Tretan.news – “Maafkan Aku, Adikku.” Suara Prof. Sarjiya bergetar ketika menyampaikan permohonan maaf kepada adiknya, Suparsih ketika menyampaikan pidato pengukuhan sebagai Guru Besar Fakultas Teknik Universitas Gajah Mada Yogyakarta. Matanya berkaca-kaca, emosinya tak terbendung saat mengingat pengorbanan adiknya yang harus merelakan pendidikan SMA demi memberikan kesempatan bagi dirinya untuk terus bersekolah.
“Secara khusus saya mohon maaf kepada adikku, Suparsih, yang waktu itu terpaksa tidak bisa melanjutkan ke bangku SMA, meskipun dengan nilai ujian SMP yang sangat baik karena kondisi ekonomi keluarga yang tidak memungkinkan untuk membiayai sekolah kita berdua secara bersamaan,” ujar Prof. Sarjiya dengan penuh rasa haru.
Bagi Suparsih keputusannya adalah bentuk cinta dan dukungan untuk masa depan sang kakak. Tetapi bagi Sarjiya keputusan itu menyisakan rasa bersalah yang mendalam hingga kini.
KELUARGA SEDERHANA
Sarjiya lahir 51 tahun lalu di Lendah, Kulon Progo dari keluarga sederhana. Pujidiyono, ayahnya bekerja sebagai buruh pembuat gamping sementara ibunya, Sumirah, adalah pedagang gula jawa yang setiap hari menjajakan di kota Yogyakarta. Kedua orang tua mereka bahkan tidak pernah merasakan bangku sekolah.

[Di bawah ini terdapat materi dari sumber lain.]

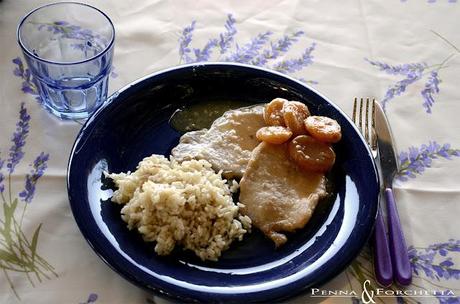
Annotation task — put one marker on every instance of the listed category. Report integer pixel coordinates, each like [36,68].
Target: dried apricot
[311,154]
[273,112]
[274,134]
[323,128]
[294,114]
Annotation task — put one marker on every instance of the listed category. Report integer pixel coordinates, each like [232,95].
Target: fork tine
[373,142]
[355,103]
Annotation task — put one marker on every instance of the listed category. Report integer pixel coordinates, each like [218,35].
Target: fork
[363,118]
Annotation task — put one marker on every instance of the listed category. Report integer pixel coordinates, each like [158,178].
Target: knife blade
[389,167]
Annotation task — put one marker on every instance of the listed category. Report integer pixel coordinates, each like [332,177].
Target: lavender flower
[250,50]
[28,84]
[227,37]
[412,72]
[433,260]
[277,49]
[445,297]
[402,69]
[113,74]
[250,53]
[205,54]
[184,42]
[293,65]
[38,168]
[18,139]
[431,88]
[417,159]
[2,177]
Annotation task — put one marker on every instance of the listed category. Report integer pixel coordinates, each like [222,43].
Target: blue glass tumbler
[68,47]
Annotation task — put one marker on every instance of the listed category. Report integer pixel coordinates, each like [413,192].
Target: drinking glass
[68,47]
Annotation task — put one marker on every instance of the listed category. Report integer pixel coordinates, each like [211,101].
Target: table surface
[405,53]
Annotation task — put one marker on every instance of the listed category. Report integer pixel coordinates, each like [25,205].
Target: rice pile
[185,204]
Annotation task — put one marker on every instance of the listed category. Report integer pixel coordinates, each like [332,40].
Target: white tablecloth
[405,53]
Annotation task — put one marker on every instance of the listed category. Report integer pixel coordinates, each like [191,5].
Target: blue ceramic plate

Namun keterbatasan ekonomi tidak menghalangi mereka untuk bermimpi besar.
“Bapak dan Ibu berani membuat keputusan untuk mengizinkan dan membiayai saya melanjutkan sekolah meskipun itu berarti harus mengorbankan pendidikan adik saya,” kenang Sarjiya.
Dengan latar belakang yang serba terbatas, Sarjiya meniti pendidikan dari SDN Pengkol, SMP Brosot, hingga akhirnya bersekolah di SMAN 1 Teladan Kota Yogyakarta. Di sinilah potensi akademiknya berkembang, membuka peluang untuk melanjutkan ke Teknik Elektro UGM.
Perjalanan pendidikannya tak berhenti di sana. Ia meraih gelar magister di UGM dan melanjutkan program doktoral di Chulalongkorn University, Thailand. Semua itu tak lepas dari pengorbanan besar keluarganya, khususnya adiknya.
“Semoga pengorbanan kakak-kakak dan adikku mendapatkan imbalan kebaikan yang lebih banyak dari Tuhan Yang Maha Esa,” ucapnya.
Di Balai Senat UGM, momen pengukuhan sebagai Guru Besar menjadi puncak emosional bagi Sarjiya. Usai menyampaikan pidato berjudul Integrasi Variable Renewable Energy dalam Perencanaan dan Operasi Sistem Tenaga Listrik Menuju Transisi Energi Berkelanjutan, ia langsung menghampiri sang ibunda.
Dengan bersujud di hadapannya, Sarjiya menyampaikan rasa terima kasih yang tak terhingga. Pelukan erat dan ucapan terbata-bata, “Maturnuwun Bu,” menjadi simbol bakti seorang anak yang tak melupakan akar perjuangan keluarganya.
Ia juga menyalami empat saudari perempuannya satu per satu, termasuk Suparsih, yang hari itu hadir dengan bangga melihat sang kakak mencapai puncak kariernya.
PELAJARAN HIDUP
Kisah Prof. Sarjiya adalah bukti nyata bahwa keberhasilan tidak hanya lahir dari kerja keras tetapi juga dari pengorbanan dan cinta keluarga. Dalam kondisi ekonomi yang sulit, keluarganya memilih untuk mendukung pendidikan sebagai prioritas.
“Saya hanya bisa berharap apa yang saya capai ini menjadi kebanggaan bagi keluarga dan memberikan manfaat untuk banyak orang,” kata Sarjiya.
Semangat dan ketulusan keluarga Sarjiya mengajarkan bahwa pendidikan bukan hanya soal individu tetapi juga perjalanan bersama keluarga yang mendukung di setiap langkah.
Kini, sebagai Guru Besar UGM, Sarjiya tidak hanya menjadi simbol keberhasilan pribadi tetapi juga harapan bagi banyak orang. Bahwa keterbatasan bukanlah akhir melainkan awal dari perjuangan besar.